We'd like to invite you to take a stroll with us through the past. The "Riverboat Era" of the Skeena River was an important time of growth for the Northwest region of British Columbia, especially from Port Essington on the coast to Hazelton and back again. This is the virtual version of the history we imparted to the people that came to visit us when the physical exhibit was running from July to November 2004.

We had many of the community's long standing members come in and share with us their stories about the early days of Terrace and the surrounding regions. The Kitselas First Nations lent us a traditional canoe paddle, as well as a topographical map of Kitselas Canyon, the most dangerous spot on the Skeena for the Riverboats. Bill and Helene McRae donated an Edison Phonograph, the top from an organ that sat in one of the Riverboats, and several photographs. Lyle Krumm built a model of the SS Inlander and allowed us to use it as a piece in the exhibit while it was open. It was a great tool to illustrate the parts of a riverboat. We also had a model steam engine, like that used to turn the wheel on a sternwheeler. This, too, was an excellent tool to show patrons of the exhibit the mechanics of a riverboat.
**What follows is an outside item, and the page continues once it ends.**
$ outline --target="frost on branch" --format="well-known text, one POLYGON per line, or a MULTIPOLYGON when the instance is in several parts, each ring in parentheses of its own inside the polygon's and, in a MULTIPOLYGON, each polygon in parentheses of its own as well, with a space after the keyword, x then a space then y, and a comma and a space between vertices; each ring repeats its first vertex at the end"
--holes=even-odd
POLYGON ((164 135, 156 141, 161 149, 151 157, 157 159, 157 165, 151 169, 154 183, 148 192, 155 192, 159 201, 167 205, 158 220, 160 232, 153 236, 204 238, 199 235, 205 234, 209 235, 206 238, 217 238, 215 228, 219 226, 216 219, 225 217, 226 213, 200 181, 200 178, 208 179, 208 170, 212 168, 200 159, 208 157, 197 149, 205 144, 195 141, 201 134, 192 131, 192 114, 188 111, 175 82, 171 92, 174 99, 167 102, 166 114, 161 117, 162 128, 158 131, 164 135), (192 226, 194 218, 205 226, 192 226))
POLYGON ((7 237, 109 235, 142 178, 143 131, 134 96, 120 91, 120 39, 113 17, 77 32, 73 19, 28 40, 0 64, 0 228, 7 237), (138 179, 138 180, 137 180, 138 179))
Without the support of the community in this venture, there wouldn't have been much in the exhibit aside from some pictures of the riverboats taken at various points along the river and some dry history gained from the numerous books that are available on the subject. We'd like to say thank you to those in the community, including Mr. and Mrs. McRae, Mr. Krumm, and the Kitselas People, among the many others who shared with us their knowledge and memories on the subject of the sternwheelers on the Skeena, as well as on the early history of Terrace itself.